Doctors demand anti-abortion statement from Commissioner for Children

Pro-life doctors pile pressure on Commissioner for Children after comments on UN Committee for the Rights of the Child calls for decriminalisation of abortion

Children's Commissioner Pauline Miceli
Children's Commissioner Pauline Miceli

Doctors from the anti-abortion organisation Doctors For Life have called on the Commissioner for Children to declare her position against abortion.

The statement comes in the wake of a mounting campaign in favour of women’s reproductive rights and the pro-choice doctors’ group Doctors For Choice.

Doctors For Life demanded an “unambiguous” statement from Pauline Miceli to “fulfill her statutory role” by coming out against abortion.

“One of the Commissioner for Children’s chief functions, is to ‘promote special care and protection, including adequate legal protection, for children both before and after birth.’ However, recent media reports have raised concern by indicating that the Commissioner’s Office may be seen as wavering in its support of current Maltese legal protection,” Doctors For Life claimed.

Commissioner for Children Pauline Miceli recently noted the recommendations of the UN’s Committee on the Rights of the Child, which called for an end to the criminalisation of abortion “in all circumstances” and for a comprehensive sexual and reproductive health policy for adolescents to be implemented.

Miceli said that that such education, including contraception, should be further developed, strengthened, and be made mandatory in all schools. “Just as children are too young to marry, they are also too young to have children.
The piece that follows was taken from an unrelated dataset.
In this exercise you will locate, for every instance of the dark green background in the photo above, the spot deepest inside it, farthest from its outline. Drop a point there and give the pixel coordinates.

When this happens, mostly in an unplanned way, children of either sex should be given all the support they need to face the challenges of child-bearing and child-rearing so that these do not stall their individual development.”

Doctors For Life, which says has 670 doctors including the President of the Republic, George Vella, agreed that education on contraception should be made mandatory in all schools.

But it said the Commissioner had to “fulfill its statutory role in defence of the preborn child”, adding that human life “begins at fertilisation, then the preborn child is indeed deserving of the full protection of the law.”